Calling C from D

Once a binding is complete, there are potential crash-inducing bugs to be on the lookout for. Incorrect linkage attributes, the wrong number of function parameters, or any given function parameter declared with the wrong size can all bring the house down when the problem function is called. These are issues on the implementation side. There are other potential problems on the user's side that can also cause crashes or unexpected behavior. That's the focus of this section.

D arrays and C arrays

The inherent difference between C arrays and D arrays is a potential source of both compile-time and runtime errors. Here, we'll see the major issues to be aware of.

Basic arrays

When a C function expects to take an array as an argument, the corresponding parameter is declared as a pointer. Take the following example:

#include <stdio.h>
void printThreeInts(int *ints) {
  int i;
  for(i=0; i<3; ++i)
    printf("%i
", ints[i]);
}

It's common practice in C to require an array length to be passed along with the array pointer in functions that have array parameters. In this case, a length parameter is omitted since the expected length of the array is in the name of the function, a practice that, while dangerous and error-prone, isn't exactly uncommon.
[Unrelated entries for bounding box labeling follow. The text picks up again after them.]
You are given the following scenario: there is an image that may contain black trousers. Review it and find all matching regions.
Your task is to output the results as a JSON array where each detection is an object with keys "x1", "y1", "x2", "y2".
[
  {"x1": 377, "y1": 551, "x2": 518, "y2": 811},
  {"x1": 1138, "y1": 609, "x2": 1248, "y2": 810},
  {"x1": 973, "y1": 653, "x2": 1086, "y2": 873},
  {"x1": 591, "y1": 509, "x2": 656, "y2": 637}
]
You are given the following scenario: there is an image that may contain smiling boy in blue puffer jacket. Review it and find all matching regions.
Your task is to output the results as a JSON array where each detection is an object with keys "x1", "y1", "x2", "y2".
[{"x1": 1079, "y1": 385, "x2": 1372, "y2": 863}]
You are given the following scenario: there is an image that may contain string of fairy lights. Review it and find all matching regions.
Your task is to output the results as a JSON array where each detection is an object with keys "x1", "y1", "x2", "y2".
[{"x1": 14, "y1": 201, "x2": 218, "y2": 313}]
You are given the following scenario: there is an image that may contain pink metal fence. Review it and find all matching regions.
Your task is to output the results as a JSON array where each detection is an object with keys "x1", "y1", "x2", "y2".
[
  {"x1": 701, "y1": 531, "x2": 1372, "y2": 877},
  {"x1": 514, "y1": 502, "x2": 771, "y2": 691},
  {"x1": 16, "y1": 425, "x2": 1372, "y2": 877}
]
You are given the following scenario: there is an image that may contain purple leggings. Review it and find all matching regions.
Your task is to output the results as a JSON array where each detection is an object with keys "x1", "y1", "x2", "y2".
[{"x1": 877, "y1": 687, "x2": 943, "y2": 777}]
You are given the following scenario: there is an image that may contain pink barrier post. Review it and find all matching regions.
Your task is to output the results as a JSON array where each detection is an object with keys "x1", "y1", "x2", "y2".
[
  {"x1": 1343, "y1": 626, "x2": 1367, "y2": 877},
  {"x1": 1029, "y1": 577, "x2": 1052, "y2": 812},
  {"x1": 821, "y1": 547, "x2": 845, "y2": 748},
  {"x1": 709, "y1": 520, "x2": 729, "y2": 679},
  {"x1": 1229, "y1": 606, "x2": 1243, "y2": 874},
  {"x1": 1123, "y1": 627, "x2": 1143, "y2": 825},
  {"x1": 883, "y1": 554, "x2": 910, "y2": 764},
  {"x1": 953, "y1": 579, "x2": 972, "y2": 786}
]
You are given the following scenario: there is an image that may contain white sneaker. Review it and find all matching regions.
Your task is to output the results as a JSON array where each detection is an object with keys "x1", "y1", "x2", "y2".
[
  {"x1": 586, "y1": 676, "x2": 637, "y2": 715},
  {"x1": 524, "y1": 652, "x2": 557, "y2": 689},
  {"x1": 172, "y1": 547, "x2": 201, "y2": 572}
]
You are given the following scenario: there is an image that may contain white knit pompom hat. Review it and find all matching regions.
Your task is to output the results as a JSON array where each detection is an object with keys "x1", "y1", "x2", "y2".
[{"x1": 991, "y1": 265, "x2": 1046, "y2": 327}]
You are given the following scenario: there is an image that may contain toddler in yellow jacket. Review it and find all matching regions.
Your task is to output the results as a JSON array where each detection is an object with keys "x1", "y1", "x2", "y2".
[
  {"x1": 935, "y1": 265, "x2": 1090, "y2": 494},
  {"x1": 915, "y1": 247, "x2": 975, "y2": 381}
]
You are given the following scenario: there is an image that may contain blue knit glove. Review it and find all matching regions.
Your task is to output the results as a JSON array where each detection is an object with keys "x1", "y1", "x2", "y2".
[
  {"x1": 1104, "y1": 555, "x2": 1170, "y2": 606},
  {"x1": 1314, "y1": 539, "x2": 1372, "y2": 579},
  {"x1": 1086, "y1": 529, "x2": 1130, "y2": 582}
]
C programmers really have to be on their toes, but that means D programmers also have to pay close attention when interacting with C. It's so easy to get used to the safety of D's arrays and forget that calling C functions often requires extra vigilance. Any array you pass to this function must have at least three elements. What happens when you pass a shorter array depends entirely on what exists in the memory locations beyond the end of the array at the time the function is called.

There are two ways to call printThreeInts that require no copying or conversions. One is to use a cast, something that is not recommended. The other, recommended, way is to use the .ptr property common to all arrays:

extern(C) @nogc nothrow void printThreeInts(int*);
void main() {
  int[] ints = [1, 2, 3];
  printThreeInts(cast(int*)ints);
  printThreeInts(ints.ptr);
}

Knowing that a D array is a data structure that contains a length and a pointer, it may appear baffling that we can legally cast it to a pointer. Consider this:

struct IntArray {
  size_t length;
  int* ptr;
}
auto ia = IntArray(ints.length, ints.ptr);
auto pi = cast(int*)ia;

If you were to insert this at the end of main and try to compile, the compiler would rightly complain that you can't cast ia of type IntArray to int*. But that's because your IntArray type doesn't have the privileges given to built-in arrays.

When we cast our ints array to int*, the compiler is smart enough to pick up on the fact that all we really want to do is substitute ints.ptr in place of the cast. That's essentially what it does. Often, new D programmers tend to use the cast, probably because that's the sort of thing they're used to in other languages, and there is some existing D code out there that does that. Veteran D programmers tend to prefer using the .ptr property directly. Not only is it fewer characters to type and makes it clear exactly what's going on, but there's no room for getting the type wrong. Using the cast, you could inadvertently do something like cast away immutable or const. Always prefer passing the .ptr.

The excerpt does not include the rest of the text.